Firefly es, sin embargo, un descarado personaje pero de gran carisma y astucia que pronto conquista a todos los presentes exceptuando al embajador Trentino (Louis Calhern) de Sylvania. Éste pretende apoderarse del país y, a la vez, engañar a la viuda simulando quererla para adueñarse de sus posesiones contando para ello con la ayuda de la bailarina latina Vera Marcal (Raquel Torres). Ésta tiene por función primordial mantener al personaje de Groucho alejado de la codiciada mujer a la que también ha prometido falsamente su amor. Trentino ha contratado asimismo a los torpes Chicolini (Chico Marx) y Pinky (Harpo Marx) para que sigan y reporten cualquier movimiento extraño mientras fingen vender maníes bajo la ventana de su oficina. Sin motivo alguno más que la mera razón cómica e ilógica, Firefly toma a Chicolini como Se
cretario de Guerra mientras su asistente, Bob Roland (Zeppo Marx), reflexiona sobre la forma en que pueden deshacerse del embajador, a quien considera epeligroso para la gestión. De inmediato sugiere al lider visitarle y hacerlo enojar de manera tal que se salga de sus cabales y deba ser expulsado del país. Las hilarantes agresiones de Rufus generan una fuerte y clara enemistad que será resuelta en una próxima guerra entre ambos países, en la que también se definirá quien habrá de quedarse con Teasdale. Para adelantarse a las intenciones del gobernador de Freedonia, su oponente envía a la dupla de secuaces a su casa para ingresar y tomar sigilosamente los documentos donde se hallan detallados los planes y estrategias. Firefly advierte de su presencia y comienza así una caótica pesquisa (en cuya secuencia se encuentra la celebrada escena del espejo) que culmina con la detención de Chico y el inevitable de la guerra.

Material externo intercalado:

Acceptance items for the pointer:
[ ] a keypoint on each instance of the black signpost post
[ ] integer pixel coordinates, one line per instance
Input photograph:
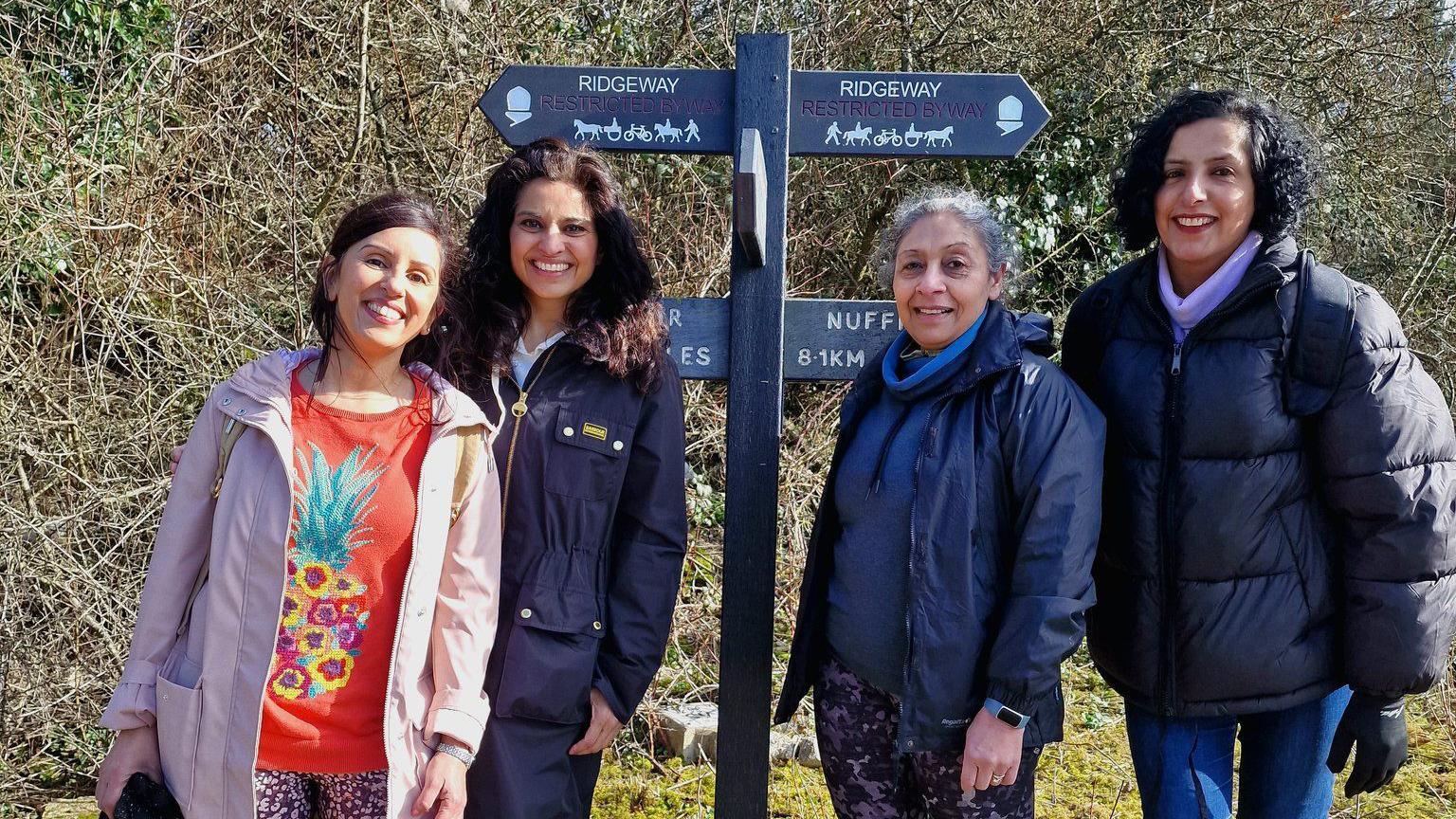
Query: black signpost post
(763, 111)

El film retoma constantemente prácticas y números que ya podían verse en los comienzos artísticos de los jóvenes Marx en el vodevil, donde ejecutaban instrumentos musicales, cantaban y realizaban presentaciones cómicas. A este humilde período le siguió la etapa del teatro en Broadway, en que ya ostentaban un estilo humorístico distintivo como grupo a la vez que presentaban a sus personajes individuales con características específicas. Sus actuaciones eran aclamadas por el público que reconocía en su labor una fuerte intención satírica con respecto a las figuras estereotipadas del poder y la alta sociedad, conjuntamente con un trabajo actoral fundamentado ampliamente en la improvisación, que también fue parte fundamental en Duck Soup. Se comenta, exageradamente de seguro, que el rodaje del mencionado segmento del espejo duró alrededor de cuatro días pues la intención era registrarlo en una sola toma apelando al hábil trabajo de los actores protagonistas. La labor del director, según afirman algunos críticos, consistía fundamentalmente en colaborar proponiendo un espacio a la prolífica exploración expresiva de los hermanos, aquella que les ha permitido ser considerados íconos en la historia cinematográfica humorística.